Our study was terminated early because the objective response rate (CR+PR) did not reach that required according to the study design. At least 7 responders were required in the first 22 patients to warrant continuation of the study. We observed 4 objective responses (18%). This compares with that documented for temozolomide alone in the treatment of recurrent GBM but does not suggest that the combination is more active than single agent temozolomide (Brada et al., 2001; Harris et al., 2000; Stupp, et al., 2001; Yung et al., 1999). However, the addition of stable disease to objective responses results in an overall response rate of 68%. This response rate also compares favorably with the response rates reported in studies examining combinations of temozolomide and other agents. (Britten et al., 1999; Gander et al., 1999; Patel et al., 2000).
Of interest, the 6-month PFS was 32%. This compares favorably with the data from single agent temozolomide GBM studies, in which the 6-month PFS is approximately 20% (Brada et al., 2001; Harris et al., 2001; Khan et al., 2002; Yung et al., 1999). This study was not statistically powered to examine 6-month PFS, nor was it the primary objective of this study. However, this data suggests that the addition of Caelyx to temozolomide may provide significant benefits in terms of disease stabilization and PFS.
There are obvious limitations with our trial. Like all studies, ours was limited by the well-documented difficulty of defining a radiological response (Gilbert, 2001). The radiological assessments were performed by independent neuroradiologists, and all objective responses were reviewed and confirmed by the investigators. Similarly, few patients had documented histologic proof of recurrent disease. However, all patients were required to have unequivocal disease progression based on MRI or CT scan appearances.
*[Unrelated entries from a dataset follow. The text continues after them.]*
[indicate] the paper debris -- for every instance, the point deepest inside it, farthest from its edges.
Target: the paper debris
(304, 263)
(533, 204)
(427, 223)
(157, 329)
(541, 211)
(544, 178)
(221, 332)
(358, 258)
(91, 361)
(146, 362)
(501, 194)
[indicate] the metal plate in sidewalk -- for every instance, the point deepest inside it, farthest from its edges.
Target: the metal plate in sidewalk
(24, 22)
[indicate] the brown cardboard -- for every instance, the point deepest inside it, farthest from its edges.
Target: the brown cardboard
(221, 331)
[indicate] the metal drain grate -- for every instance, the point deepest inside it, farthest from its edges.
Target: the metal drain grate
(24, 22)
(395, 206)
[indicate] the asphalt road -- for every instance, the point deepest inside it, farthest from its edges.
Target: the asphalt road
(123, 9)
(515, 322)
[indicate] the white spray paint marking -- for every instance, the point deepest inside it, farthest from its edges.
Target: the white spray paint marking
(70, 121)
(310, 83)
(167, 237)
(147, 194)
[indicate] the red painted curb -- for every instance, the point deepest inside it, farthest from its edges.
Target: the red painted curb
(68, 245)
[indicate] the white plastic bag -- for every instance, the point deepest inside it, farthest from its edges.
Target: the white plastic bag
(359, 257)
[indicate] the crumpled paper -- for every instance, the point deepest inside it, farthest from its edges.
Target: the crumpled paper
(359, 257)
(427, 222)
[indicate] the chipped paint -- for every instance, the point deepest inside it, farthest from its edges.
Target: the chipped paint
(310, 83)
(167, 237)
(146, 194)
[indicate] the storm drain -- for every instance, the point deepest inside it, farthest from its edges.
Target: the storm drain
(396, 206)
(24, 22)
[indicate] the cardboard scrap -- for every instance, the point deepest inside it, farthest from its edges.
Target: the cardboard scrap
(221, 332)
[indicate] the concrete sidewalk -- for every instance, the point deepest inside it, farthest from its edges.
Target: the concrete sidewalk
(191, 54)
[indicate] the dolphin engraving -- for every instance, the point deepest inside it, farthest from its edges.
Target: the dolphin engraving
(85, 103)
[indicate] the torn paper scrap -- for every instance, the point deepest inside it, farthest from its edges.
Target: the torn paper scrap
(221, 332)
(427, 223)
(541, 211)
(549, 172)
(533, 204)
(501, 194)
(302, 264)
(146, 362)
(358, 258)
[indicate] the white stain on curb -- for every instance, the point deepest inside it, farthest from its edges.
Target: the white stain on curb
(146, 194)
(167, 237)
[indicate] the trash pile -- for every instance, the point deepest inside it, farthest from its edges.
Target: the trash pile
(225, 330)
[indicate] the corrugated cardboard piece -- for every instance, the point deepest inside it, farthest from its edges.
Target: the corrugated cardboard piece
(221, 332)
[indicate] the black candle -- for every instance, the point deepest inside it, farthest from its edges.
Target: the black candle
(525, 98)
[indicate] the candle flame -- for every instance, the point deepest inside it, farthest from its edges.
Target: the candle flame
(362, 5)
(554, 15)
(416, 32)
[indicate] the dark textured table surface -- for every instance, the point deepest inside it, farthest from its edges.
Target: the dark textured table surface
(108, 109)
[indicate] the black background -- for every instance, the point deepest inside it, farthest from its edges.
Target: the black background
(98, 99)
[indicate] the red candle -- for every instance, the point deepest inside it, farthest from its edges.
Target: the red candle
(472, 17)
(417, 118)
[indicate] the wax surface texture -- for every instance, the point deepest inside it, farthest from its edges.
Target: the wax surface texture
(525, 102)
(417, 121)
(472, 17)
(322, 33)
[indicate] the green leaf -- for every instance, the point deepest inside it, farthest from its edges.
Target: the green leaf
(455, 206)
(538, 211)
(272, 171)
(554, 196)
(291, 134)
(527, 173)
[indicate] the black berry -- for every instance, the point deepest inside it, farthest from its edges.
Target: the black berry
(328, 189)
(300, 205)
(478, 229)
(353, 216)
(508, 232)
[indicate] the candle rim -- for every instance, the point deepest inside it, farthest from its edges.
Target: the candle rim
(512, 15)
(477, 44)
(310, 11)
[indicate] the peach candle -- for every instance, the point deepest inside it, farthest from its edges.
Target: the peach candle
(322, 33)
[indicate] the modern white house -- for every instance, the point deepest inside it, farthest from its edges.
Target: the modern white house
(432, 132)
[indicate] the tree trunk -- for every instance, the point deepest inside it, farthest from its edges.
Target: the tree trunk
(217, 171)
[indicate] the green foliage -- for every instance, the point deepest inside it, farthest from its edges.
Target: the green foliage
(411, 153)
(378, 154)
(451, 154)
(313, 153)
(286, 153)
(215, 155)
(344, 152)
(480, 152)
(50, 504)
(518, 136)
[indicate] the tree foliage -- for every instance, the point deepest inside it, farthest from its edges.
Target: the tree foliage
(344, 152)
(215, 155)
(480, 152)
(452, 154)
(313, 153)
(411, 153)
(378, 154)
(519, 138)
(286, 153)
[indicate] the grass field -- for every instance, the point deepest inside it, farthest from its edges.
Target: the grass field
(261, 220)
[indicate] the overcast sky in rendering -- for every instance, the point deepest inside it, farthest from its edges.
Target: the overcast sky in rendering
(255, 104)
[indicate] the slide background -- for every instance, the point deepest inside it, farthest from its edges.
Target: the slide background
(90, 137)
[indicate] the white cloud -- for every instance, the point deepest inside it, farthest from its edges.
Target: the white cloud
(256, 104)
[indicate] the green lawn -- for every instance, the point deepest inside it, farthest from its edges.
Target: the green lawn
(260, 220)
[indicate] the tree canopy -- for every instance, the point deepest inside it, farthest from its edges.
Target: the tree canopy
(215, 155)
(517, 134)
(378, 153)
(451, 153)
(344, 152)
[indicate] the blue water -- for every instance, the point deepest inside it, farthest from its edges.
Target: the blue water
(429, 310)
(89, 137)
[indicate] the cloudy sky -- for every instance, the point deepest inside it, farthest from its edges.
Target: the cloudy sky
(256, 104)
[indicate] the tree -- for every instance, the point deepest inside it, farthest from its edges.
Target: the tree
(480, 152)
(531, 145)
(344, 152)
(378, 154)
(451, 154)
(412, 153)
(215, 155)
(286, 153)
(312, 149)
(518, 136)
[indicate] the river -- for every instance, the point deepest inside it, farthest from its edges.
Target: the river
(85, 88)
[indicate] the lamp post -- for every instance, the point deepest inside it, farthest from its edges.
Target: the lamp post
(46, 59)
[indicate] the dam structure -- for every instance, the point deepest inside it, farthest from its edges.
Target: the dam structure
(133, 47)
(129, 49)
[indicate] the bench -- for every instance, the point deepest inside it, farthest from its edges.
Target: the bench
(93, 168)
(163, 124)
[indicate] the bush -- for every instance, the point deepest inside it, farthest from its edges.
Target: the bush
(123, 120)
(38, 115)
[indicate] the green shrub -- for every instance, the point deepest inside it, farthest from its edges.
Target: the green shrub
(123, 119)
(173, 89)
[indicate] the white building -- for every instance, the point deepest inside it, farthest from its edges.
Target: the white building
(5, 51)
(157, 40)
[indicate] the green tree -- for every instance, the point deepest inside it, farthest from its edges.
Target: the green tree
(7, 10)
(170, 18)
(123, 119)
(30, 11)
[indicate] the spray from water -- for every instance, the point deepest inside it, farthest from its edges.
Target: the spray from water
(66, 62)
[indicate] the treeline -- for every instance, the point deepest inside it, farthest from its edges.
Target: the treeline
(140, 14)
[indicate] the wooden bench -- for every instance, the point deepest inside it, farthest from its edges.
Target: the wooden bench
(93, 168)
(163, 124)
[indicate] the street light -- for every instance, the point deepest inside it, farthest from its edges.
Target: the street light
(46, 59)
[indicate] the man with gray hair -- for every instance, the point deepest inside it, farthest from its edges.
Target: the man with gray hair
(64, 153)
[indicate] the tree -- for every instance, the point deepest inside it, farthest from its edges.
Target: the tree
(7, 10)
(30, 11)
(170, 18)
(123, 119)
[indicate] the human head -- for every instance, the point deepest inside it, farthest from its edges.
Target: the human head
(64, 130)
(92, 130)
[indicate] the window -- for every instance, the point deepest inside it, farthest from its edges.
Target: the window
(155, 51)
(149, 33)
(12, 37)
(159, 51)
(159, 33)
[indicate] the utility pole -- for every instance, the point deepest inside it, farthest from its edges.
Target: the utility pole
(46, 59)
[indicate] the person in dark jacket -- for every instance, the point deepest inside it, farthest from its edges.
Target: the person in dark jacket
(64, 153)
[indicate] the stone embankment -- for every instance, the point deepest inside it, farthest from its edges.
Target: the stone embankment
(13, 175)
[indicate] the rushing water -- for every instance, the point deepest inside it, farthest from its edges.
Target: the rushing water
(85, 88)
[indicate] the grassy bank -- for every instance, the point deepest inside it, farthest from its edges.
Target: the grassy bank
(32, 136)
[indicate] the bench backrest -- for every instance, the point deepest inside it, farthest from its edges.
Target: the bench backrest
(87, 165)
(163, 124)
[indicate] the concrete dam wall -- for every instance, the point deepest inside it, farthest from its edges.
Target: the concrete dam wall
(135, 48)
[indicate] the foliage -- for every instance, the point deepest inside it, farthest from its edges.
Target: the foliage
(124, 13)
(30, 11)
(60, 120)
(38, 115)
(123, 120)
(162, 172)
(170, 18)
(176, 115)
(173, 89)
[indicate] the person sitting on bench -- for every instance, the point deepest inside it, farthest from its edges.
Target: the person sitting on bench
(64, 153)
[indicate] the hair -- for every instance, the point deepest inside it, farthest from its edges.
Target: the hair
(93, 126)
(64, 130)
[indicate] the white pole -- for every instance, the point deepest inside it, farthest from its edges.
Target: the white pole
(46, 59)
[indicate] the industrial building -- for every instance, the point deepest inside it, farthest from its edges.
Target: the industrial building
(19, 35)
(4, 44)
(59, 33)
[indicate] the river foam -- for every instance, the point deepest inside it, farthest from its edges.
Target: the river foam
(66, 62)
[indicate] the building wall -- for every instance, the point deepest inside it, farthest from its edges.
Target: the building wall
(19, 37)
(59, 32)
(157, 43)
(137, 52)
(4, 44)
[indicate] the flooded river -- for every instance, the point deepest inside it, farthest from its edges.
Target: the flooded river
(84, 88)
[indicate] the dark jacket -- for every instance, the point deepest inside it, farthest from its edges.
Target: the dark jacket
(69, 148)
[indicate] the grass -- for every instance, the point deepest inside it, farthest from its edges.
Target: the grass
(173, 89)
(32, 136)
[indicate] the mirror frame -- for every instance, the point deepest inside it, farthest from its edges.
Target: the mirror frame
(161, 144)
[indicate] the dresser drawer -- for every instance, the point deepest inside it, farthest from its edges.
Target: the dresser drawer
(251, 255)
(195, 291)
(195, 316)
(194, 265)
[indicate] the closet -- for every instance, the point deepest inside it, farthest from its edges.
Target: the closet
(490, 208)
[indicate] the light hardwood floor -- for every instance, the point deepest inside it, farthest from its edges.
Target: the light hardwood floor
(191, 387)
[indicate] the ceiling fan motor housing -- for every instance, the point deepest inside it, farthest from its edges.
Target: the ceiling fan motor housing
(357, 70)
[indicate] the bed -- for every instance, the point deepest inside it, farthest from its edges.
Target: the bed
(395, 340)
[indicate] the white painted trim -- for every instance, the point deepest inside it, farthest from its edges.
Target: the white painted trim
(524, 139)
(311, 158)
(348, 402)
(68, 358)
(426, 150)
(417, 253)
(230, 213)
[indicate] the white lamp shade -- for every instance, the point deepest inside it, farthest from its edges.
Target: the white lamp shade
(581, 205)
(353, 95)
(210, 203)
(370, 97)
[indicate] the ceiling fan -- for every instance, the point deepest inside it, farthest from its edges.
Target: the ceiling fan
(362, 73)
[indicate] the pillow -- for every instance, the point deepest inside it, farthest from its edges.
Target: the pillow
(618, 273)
Finally, the number of patients remains relatively small, and our findings may not be truly representative of the combination’s efficacy.
Nevertheless, this study is the first to examine the combination of Caelyx and temozolomide in the treatment of recurrent GBM. Preclinical and early phase clinical data suggested that this might be an active and tolerable regimen. Our data confirms the tolerability of the regimen and identifies a modest number as an objective response rate. However, a number of secondary end points, including disease stabilization and the 6-month PFS, are more encouraging. Further studies of this combination appear warranted.
2Abbreviations used are as follows: ANC, absolute neutrophil count; CR, complete response; AST, aspartate transferase; GBM, glioblastoma multiforme; MX-2, morphalino-anthracycline; PFS, progression-free survival; PR, partial response; SD, stable disease.